Well, the compliments we can heap on this story come with no such qualifications. There sure is a lot here. Yes, the story is very, very short. Two pages. But there is more here than in most novels. We don’t need to tack on the for such a short story part.
The reader is playing catch-up the whole time, trying to piece together who is who, what is what. The most shocking realization would have to be when the reader discovers that the “you” in the second-person narration is dead. That certainly re-frames things a bit.
The family relationships are endlessly fascinating to consider. We get some intriguing clues but no real answers. We don’t even know if we can trust our narrator. Everything is up for grabs.

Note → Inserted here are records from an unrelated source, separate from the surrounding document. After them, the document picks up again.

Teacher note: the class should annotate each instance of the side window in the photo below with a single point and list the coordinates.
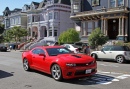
(117, 48)
(107, 48)
(38, 51)
(67, 46)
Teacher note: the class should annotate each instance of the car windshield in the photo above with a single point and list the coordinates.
(57, 51)
(74, 46)
(126, 48)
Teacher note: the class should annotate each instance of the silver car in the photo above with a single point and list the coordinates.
(119, 54)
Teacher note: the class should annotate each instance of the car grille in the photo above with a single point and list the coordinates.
(82, 72)
(84, 64)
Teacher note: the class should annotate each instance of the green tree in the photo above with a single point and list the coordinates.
(2, 28)
(16, 33)
(69, 36)
(97, 38)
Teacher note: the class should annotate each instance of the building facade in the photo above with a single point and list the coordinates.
(111, 16)
(15, 18)
(47, 19)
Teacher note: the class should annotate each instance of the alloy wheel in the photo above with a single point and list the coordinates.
(120, 59)
(56, 72)
(26, 65)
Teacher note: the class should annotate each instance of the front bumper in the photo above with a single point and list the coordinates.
(77, 72)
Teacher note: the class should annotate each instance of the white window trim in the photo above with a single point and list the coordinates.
(116, 3)
(78, 4)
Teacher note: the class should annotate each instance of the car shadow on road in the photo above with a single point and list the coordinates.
(112, 61)
(4, 74)
(93, 80)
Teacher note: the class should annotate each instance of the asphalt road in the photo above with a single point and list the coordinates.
(110, 75)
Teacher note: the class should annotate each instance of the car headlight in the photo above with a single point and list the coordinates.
(70, 64)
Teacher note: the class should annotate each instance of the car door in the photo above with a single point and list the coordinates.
(37, 60)
(105, 52)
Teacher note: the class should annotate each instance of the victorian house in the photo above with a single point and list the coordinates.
(47, 19)
(111, 16)
(14, 18)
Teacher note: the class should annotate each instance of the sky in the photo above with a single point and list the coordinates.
(12, 4)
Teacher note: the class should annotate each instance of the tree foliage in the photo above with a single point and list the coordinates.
(69, 36)
(97, 38)
(2, 28)
(15, 33)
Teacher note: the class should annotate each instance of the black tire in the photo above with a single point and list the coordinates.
(120, 59)
(56, 72)
(26, 65)
(94, 56)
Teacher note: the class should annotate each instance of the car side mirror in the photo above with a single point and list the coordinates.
(102, 50)
(41, 54)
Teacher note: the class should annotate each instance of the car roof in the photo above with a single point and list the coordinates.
(49, 47)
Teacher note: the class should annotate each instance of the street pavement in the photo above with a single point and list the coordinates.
(110, 75)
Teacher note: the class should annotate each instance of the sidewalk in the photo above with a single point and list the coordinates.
(17, 50)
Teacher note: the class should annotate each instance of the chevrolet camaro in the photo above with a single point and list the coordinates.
(59, 62)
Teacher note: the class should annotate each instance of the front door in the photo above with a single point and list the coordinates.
(113, 25)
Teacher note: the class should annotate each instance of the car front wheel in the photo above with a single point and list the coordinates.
(120, 59)
(94, 56)
(26, 65)
(56, 72)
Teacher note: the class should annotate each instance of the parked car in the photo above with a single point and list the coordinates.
(3, 48)
(80, 45)
(72, 47)
(118, 53)
(59, 61)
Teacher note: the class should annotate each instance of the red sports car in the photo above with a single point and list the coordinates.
(59, 61)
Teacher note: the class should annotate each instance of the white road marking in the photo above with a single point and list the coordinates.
(109, 65)
(106, 78)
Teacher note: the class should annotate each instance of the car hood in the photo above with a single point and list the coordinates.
(75, 58)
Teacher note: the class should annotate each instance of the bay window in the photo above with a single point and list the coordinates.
(120, 2)
(112, 3)
(50, 15)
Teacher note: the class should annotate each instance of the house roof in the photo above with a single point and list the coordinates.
(67, 2)
(35, 3)
(42, 4)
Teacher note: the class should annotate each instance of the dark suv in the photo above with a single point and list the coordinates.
(117, 53)
(80, 45)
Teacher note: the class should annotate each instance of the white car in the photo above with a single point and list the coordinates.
(71, 47)
(118, 53)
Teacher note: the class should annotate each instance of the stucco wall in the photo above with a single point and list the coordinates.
(65, 21)
(24, 21)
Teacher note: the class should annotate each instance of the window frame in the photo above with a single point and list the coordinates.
(97, 3)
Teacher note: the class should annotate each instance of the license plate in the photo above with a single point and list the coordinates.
(88, 71)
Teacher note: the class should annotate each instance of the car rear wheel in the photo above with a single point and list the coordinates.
(94, 56)
(56, 72)
(120, 59)
(26, 65)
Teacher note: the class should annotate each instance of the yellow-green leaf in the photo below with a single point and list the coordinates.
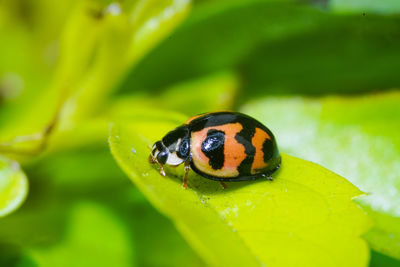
(305, 217)
(13, 186)
(357, 137)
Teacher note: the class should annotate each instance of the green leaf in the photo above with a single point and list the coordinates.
(304, 217)
(357, 137)
(13, 186)
(268, 46)
(94, 238)
(363, 6)
(214, 92)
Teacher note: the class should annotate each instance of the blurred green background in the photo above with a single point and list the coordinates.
(323, 75)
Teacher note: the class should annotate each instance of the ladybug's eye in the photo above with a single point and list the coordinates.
(162, 157)
(183, 151)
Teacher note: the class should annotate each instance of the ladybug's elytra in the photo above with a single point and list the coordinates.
(222, 146)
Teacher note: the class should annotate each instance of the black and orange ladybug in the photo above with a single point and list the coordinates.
(222, 146)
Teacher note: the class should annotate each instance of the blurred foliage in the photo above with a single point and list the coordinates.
(68, 68)
(269, 45)
(310, 215)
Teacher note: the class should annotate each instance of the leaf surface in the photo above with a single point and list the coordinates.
(13, 186)
(357, 137)
(306, 212)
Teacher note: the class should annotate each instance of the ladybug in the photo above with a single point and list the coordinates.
(221, 146)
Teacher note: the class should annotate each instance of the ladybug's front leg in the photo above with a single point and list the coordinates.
(187, 169)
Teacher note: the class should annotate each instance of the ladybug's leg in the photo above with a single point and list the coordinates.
(187, 169)
(224, 186)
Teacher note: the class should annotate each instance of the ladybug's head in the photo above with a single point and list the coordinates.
(173, 149)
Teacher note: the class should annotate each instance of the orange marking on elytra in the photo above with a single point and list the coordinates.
(195, 117)
(258, 141)
(234, 152)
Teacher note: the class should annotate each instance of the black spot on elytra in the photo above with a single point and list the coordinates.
(268, 150)
(213, 148)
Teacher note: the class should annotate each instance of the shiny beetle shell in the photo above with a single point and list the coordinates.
(222, 146)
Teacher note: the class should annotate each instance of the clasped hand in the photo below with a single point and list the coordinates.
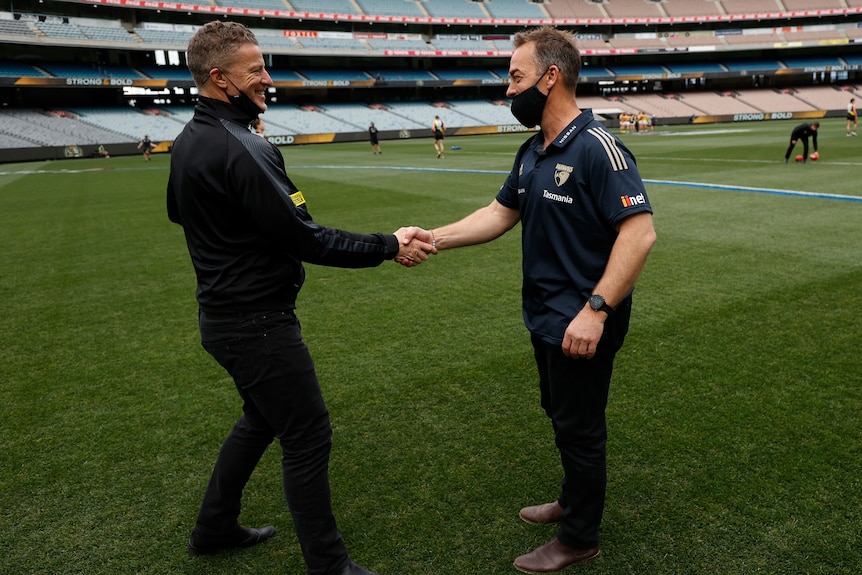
(415, 245)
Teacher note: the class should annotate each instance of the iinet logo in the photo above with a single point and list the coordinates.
(629, 201)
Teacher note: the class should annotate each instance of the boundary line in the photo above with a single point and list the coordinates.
(723, 187)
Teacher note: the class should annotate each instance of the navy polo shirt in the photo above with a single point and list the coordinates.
(571, 197)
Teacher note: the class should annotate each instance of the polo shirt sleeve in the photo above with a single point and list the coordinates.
(508, 194)
(615, 179)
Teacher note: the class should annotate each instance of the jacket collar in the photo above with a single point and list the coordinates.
(224, 110)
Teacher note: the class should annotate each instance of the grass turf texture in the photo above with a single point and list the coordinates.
(734, 412)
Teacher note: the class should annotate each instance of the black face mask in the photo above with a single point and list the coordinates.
(243, 102)
(527, 107)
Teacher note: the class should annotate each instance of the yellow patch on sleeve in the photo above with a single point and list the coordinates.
(298, 199)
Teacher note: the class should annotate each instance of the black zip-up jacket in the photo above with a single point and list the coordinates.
(247, 227)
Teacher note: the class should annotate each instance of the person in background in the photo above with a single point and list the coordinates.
(146, 145)
(375, 142)
(439, 131)
(248, 230)
(802, 132)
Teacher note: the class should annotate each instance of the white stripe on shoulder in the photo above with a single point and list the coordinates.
(609, 143)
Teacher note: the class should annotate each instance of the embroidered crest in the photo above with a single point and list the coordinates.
(562, 173)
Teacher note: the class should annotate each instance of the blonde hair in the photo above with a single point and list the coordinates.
(214, 45)
(554, 47)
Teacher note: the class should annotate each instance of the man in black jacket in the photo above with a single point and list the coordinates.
(248, 231)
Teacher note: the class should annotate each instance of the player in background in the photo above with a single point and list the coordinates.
(146, 145)
(802, 132)
(439, 131)
(375, 139)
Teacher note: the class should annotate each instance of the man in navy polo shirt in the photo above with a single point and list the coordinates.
(586, 232)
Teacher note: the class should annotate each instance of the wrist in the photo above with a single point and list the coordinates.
(597, 303)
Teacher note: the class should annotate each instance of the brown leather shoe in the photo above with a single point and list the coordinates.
(542, 514)
(554, 556)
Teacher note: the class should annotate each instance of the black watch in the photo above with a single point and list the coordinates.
(598, 303)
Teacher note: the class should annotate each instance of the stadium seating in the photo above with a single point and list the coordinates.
(15, 28)
(455, 9)
(390, 8)
(37, 128)
(324, 6)
(17, 70)
(772, 100)
(514, 9)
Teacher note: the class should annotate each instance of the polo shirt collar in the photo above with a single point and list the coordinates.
(572, 130)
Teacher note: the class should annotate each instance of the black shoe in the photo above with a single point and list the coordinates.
(246, 537)
(354, 569)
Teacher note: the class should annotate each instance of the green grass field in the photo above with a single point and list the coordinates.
(734, 413)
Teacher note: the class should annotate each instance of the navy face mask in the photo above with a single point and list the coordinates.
(527, 107)
(243, 102)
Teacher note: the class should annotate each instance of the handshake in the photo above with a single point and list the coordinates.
(415, 245)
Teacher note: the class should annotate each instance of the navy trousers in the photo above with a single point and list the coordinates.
(274, 375)
(574, 395)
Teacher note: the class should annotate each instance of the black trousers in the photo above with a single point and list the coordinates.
(274, 374)
(574, 395)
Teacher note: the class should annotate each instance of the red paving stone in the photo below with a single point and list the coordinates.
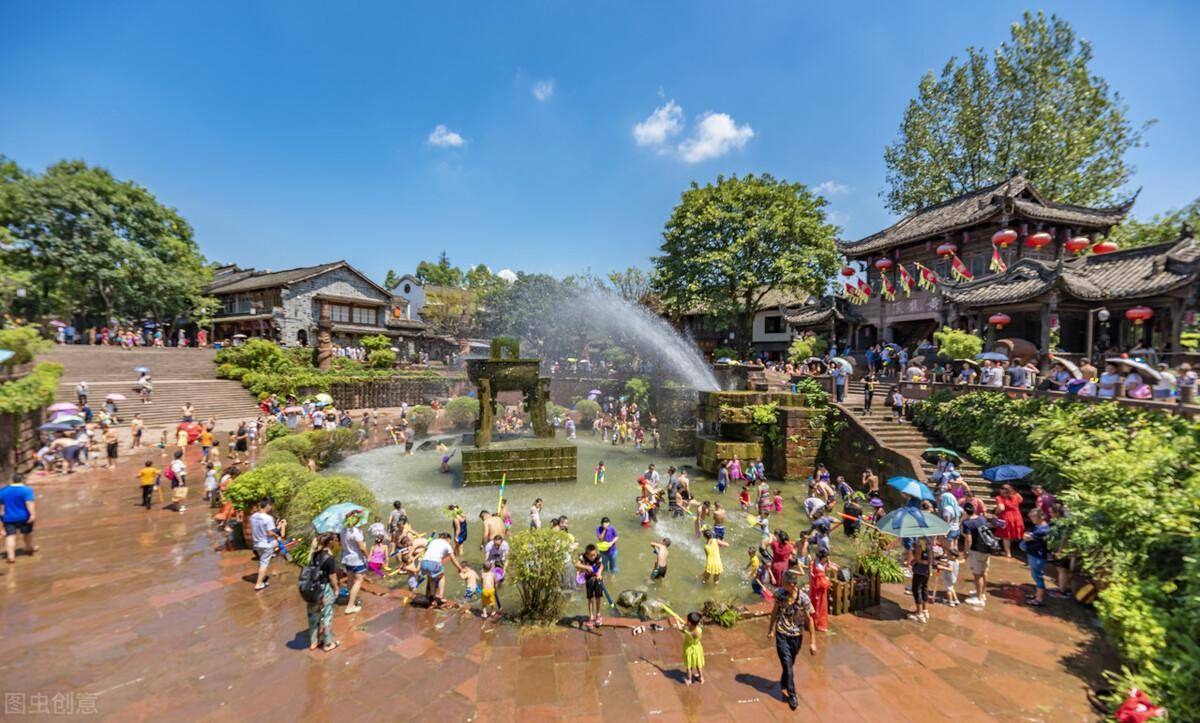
(141, 610)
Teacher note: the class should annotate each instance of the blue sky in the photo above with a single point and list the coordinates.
(291, 132)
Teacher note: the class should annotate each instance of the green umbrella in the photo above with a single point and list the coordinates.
(912, 521)
(933, 452)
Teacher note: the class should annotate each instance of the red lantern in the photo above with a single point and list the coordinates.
(1039, 239)
(1139, 314)
(1078, 245)
(1003, 237)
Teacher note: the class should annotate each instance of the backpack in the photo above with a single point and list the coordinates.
(311, 581)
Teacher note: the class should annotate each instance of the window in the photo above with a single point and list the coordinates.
(339, 312)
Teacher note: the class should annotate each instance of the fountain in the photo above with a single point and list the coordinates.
(541, 459)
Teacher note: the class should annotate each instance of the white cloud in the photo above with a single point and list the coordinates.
(715, 133)
(663, 124)
(443, 137)
(832, 187)
(544, 90)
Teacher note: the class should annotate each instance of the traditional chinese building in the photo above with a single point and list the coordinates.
(1023, 266)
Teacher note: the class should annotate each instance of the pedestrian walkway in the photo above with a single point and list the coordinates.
(141, 614)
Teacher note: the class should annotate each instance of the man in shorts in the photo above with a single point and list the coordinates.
(18, 513)
(978, 555)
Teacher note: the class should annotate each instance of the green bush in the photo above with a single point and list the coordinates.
(462, 411)
(277, 456)
(275, 430)
(382, 359)
(1131, 485)
(322, 491)
(535, 568)
(588, 410)
(377, 342)
(279, 482)
(33, 390)
(24, 342)
(421, 418)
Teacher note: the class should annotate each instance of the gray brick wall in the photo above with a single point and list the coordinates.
(300, 309)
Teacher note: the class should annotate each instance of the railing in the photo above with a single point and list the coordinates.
(924, 389)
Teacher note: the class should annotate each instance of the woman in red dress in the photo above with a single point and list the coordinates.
(1008, 508)
(819, 590)
(781, 550)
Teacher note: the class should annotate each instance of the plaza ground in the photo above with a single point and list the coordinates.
(139, 610)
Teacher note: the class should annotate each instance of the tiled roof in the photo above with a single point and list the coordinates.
(1132, 274)
(249, 279)
(978, 207)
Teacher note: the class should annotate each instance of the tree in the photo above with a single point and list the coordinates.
(727, 245)
(97, 248)
(442, 273)
(1036, 108)
(1159, 229)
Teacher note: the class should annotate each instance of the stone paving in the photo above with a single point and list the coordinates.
(137, 614)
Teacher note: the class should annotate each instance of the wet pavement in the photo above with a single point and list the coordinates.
(135, 614)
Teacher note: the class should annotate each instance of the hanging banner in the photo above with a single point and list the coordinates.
(960, 270)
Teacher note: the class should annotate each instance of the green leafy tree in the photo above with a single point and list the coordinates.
(99, 248)
(957, 344)
(730, 244)
(1036, 107)
(1162, 228)
(439, 273)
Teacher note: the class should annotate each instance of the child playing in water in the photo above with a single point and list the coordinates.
(693, 651)
(487, 595)
(469, 583)
(378, 556)
(660, 559)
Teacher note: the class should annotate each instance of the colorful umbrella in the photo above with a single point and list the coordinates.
(1007, 472)
(912, 521)
(912, 488)
(333, 519)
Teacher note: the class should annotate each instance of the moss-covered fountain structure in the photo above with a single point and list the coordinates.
(523, 460)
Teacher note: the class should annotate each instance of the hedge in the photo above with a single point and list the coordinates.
(1131, 484)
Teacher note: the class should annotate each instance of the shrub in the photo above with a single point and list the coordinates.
(322, 491)
(462, 411)
(277, 456)
(382, 359)
(280, 482)
(535, 566)
(421, 417)
(275, 430)
(588, 410)
(377, 342)
(955, 344)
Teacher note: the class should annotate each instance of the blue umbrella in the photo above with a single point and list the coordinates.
(1007, 472)
(334, 517)
(912, 488)
(912, 521)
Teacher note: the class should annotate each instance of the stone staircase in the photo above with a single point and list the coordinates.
(179, 376)
(905, 437)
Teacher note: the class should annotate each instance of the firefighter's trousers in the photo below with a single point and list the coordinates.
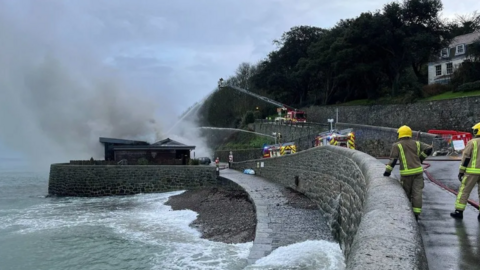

No matter how many times you read the text – and it demands multiple and immediate rereads – you’re left supplying at least 80 percent of the story in yourself. And that’s quite a trick on Hempel’s part.
The selection:
Do you know what I think?
I think it was the tremors. That’s what must have done it. The way the floor rolled like bongo boards under our feet? Remember it was you and Daddy and me having lunch? “I guess that’s not an earthquake,” you said. “I guess you’re shaking the table?”
That’s when it must have happened. A watch on a dresser, a small thing like that – it must have been shaken right off, onto the floor.